Dark and Deepest Red(53)



“You’re the one who said it never lasts,” I said. “That it always leaves with the glimmer.”

“This is different,” my mother said.

“How?” I asked. “All I have to do is wait until it’s over. Like every other year.”

“Wait?” my mother asked. “Wait while those things”—I had never seen her regard our family’s work with such disdain, such suspicion—“drive you to do what, next?”

“They’re my shoes.”

The words came out without me deciding to speak them.

“What?” my mother asked.

“I sewed them,” I said.

I couldn’t tell her the rest, the awful scene with the debutante’s father, the scissors, the pieces I saved for years.

“So before you let half the town know there’s something wrong with what we do, what I’ve done,” I said, “let me try something.”

“What?” my mother asked, her voice rising as she threw a blanket across my back. “If you can’t even cut them off, what else is there?”

Emil had shown up at the reservoir twice. Twice, he had pulled me back from the shoes’ grasp. He knew something about the glimmer this year, about the odd magic tinting Briar Meadow. I could see it in the wear of his face. Whatever had come for me had left some trace on him.

I had to risk whatever he would think of me, whatever might come with him not believing me.

“I don’t know,” I said. “But I can think of someone who might.”





Strasbourg, 1518


Weak around death.

It was a polite phrase Enneleyn used to use to explain why Lala and Tante and Alifair never came to executions. They did not gather for hangings or beheadings or lashings. They did not even attend when the sword itself was the spectacle; a nobleman’s sentence would sometimes command a skilled executioner from across the Vogesen, bringing death with one graceful stroke of his blade.

It has always been difficult to see death as entertainment when the next on the stage could so easily be any of the three of them.

Now, watching them stand Alifair to hear his sentence, is the first time Lala and Tante have ever joined the waiting crowd.

Alifair does not look up. He does not lift his eyes to see the faces gathered in la Place Broglie. He keeps his gaze on the wooden slats at his feet.

The sight of his dirt-grayed shirt, his eyes ringed with sleeplessness, his face that shows he is plunged so deeply into resignation that he has no room for fear. It is all so awful that for a moment, Lala drifts away from it.

Her drifting away begins with thoughts of when she would sneak up the ladder and into his bed. She would crawl under the blanket with him when it was cold.

Then one spring, when the ice wore off the trees and the branches were breaking into bloom, she kept climbing the ladder. She did it even when the weather grew too mild to feign a chill.

Sometimes, when the scent of blossoms in the air left them drunk, they pretended they were night courting, like the sons and daughters of wealthy burghers.

Amid these comes another memory, one that tears away the center of her heart.

Last year. The sweating sickness.

First it came for Tante.

“The bloody English sweat,” Tante panted from her bed. “We have survived famine and ice and buboes and pox, but this will be the death of us, curse it all.”

She ordered both Lala and Alifair out of the house, so they would not catch it. She ordered them to the flax farmer, who offered them his straw-covered barn until they proved well enough to enter the house.

They did not go.

Tante raged at them, covered in sweat, weak in her bed, and still they did not go.

Lala pleaded with God and Sara la Kali to save Tante. She fell to her knees before the crab apple tree, begging it to take her aunt’s fever.

Alifair carried in water from currents upstream from the city walls, free from the lye and blood of the market and abattoir.

Tante accepted only a few sips, the pain of swallowing overtaking how thirsty she was.

Lala offered her feverfew and brown bread.

She would not take it.

She panted in her sleep. Sweat poured from her body, and Lala changed the sheets as often as she could dry them, doing what she could when they soaked through to the straw.
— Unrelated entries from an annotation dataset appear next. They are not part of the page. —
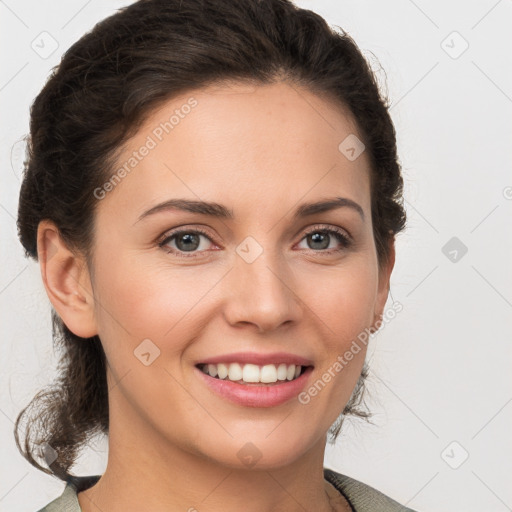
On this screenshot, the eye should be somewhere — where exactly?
[158,225,352,258]
[158,228,217,258]
[296,226,352,254]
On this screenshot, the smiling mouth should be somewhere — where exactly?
[196,363,312,386]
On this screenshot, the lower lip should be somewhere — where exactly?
[195,366,313,407]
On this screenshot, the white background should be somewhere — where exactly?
[0,0,512,512]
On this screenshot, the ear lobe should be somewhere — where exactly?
[373,238,395,330]
[37,219,97,338]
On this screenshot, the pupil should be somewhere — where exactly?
[310,233,329,249]
[176,233,199,251]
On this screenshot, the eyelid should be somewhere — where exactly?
[156,223,354,258]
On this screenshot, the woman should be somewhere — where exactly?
[16,0,410,512]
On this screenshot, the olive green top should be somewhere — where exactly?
[37,468,415,512]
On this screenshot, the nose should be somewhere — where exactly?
[224,243,303,333]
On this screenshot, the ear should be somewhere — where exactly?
[37,219,97,338]
[371,237,395,332]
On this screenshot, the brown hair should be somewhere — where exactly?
[14,0,406,481]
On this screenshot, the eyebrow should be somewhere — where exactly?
[136,197,365,223]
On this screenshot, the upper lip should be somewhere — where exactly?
[197,352,313,366]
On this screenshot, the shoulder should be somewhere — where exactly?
[324,468,415,512]
[37,475,101,512]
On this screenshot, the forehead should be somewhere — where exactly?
[98,83,370,221]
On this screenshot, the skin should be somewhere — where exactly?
[38,82,394,512]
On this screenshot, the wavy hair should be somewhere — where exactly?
[14,0,406,481]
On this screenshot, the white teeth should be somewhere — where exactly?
[201,363,302,384]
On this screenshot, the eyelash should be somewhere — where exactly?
[158,225,352,258]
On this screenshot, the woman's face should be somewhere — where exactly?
[84,83,392,467]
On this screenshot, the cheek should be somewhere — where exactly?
[299,255,378,344]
Alifair, by favor and what little money he had, obtained enough almonds to make a milk by steaming them in hot water. He strained it through cheesecloth to make it easier to swallow.

Tante took only a few sips. But Lala is still convinced the day she did was the day she tipped away from death and toward life.
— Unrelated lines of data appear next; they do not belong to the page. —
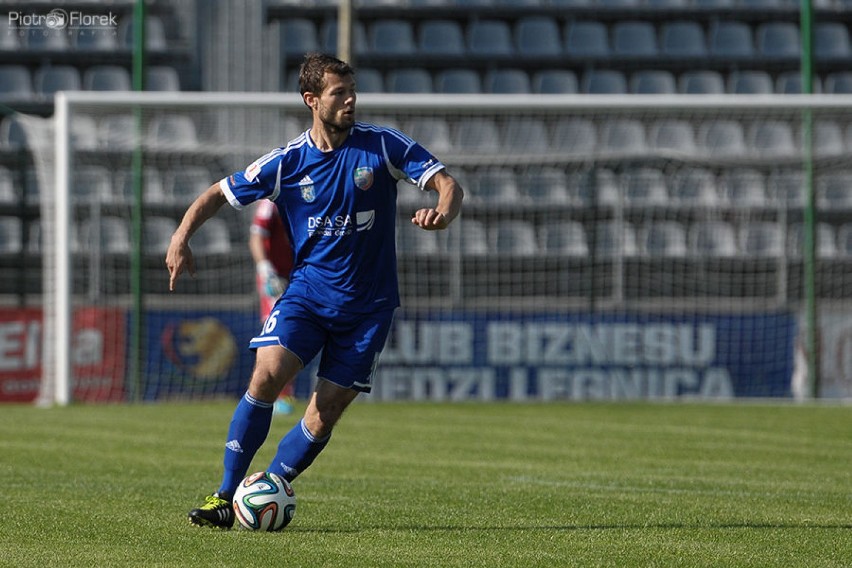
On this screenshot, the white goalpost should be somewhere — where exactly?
[23,92,852,405]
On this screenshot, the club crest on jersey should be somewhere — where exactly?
[299,176,317,203]
[353,166,373,191]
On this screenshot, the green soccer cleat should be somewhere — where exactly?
[189,493,234,529]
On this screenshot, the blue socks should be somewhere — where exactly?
[219,393,272,498]
[269,419,331,481]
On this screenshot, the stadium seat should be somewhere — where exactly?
[279,18,320,58]
[72,29,120,53]
[515,16,562,56]
[369,20,417,55]
[709,20,754,58]
[142,215,179,255]
[612,20,659,58]
[469,167,520,205]
[648,119,695,154]
[98,114,135,150]
[837,223,852,259]
[418,20,465,56]
[532,69,580,95]
[594,221,639,258]
[71,114,98,150]
[581,69,627,95]
[787,223,838,258]
[585,168,621,207]
[501,117,550,154]
[538,221,589,257]
[0,116,27,150]
[565,20,609,57]
[816,171,852,211]
[620,167,669,207]
[118,15,169,51]
[640,221,686,258]
[553,117,598,154]
[737,221,784,257]
[21,28,69,53]
[145,65,180,91]
[746,120,798,158]
[669,167,720,207]
[677,70,725,95]
[719,168,769,209]
[813,22,852,61]
[697,119,746,157]
[77,216,130,255]
[33,65,83,97]
[812,120,846,157]
[775,71,822,95]
[192,217,232,255]
[453,118,500,154]
[687,221,739,258]
[396,226,441,257]
[660,20,707,58]
[630,69,677,95]
[319,18,366,55]
[166,166,217,205]
[435,69,482,94]
[489,221,538,256]
[115,167,170,205]
[467,20,515,55]
[0,65,33,101]
[728,69,775,95]
[0,166,14,205]
[405,117,453,156]
[484,68,532,95]
[599,118,647,152]
[823,71,852,95]
[0,216,23,255]
[518,167,571,206]
[0,16,22,52]
[147,114,198,150]
[459,219,489,256]
[755,22,802,59]
[766,169,805,207]
[355,68,385,93]
[83,65,131,91]
[387,68,432,93]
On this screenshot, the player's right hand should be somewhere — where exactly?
[166,239,195,292]
[256,260,284,299]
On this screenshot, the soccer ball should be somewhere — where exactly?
[234,471,296,531]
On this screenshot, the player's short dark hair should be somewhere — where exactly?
[299,53,355,95]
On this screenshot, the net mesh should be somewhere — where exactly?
[11,95,852,400]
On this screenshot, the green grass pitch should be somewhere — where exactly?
[0,401,852,568]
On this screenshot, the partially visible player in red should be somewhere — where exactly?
[249,199,296,414]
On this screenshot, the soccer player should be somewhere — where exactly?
[249,199,295,414]
[166,54,463,528]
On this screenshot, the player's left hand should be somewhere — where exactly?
[411,209,449,231]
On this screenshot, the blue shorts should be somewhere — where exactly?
[249,298,394,392]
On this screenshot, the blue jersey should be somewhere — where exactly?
[219,123,444,313]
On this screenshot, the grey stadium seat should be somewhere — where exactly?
[417,20,465,55]
[515,16,562,55]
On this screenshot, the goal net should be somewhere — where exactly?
[11,93,852,402]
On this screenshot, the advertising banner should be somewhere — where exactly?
[0,308,126,402]
[373,311,796,401]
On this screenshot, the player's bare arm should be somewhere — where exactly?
[166,183,227,291]
[411,170,464,231]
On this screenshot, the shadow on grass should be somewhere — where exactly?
[287,522,852,534]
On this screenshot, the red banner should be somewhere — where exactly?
[0,307,127,402]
It was also the day the sweating sickness came for Alifair.

It overtook him so quickly he could not get up the ladder, falling off the second rung. Lala caught him and put him on her bed, and he was already too weak to protest.

Tante proved as ruthless in her efforts for this boy as she had been in so much else. She did not accept his refusal of feverfew; she compelled him to drink. She procured, in ways Lala still could not guess, water from the spring of Saint Odilia and earth from the grave of Saint Aurelia.

She soaked halved lemons in hot water because he would not eat, would not take sauerkraut or garlic, and this was the only of the baxtale xajmata she could get into him. He needed every auspicious food he could swallow, as much as he needed their prayers to Sara la Kali.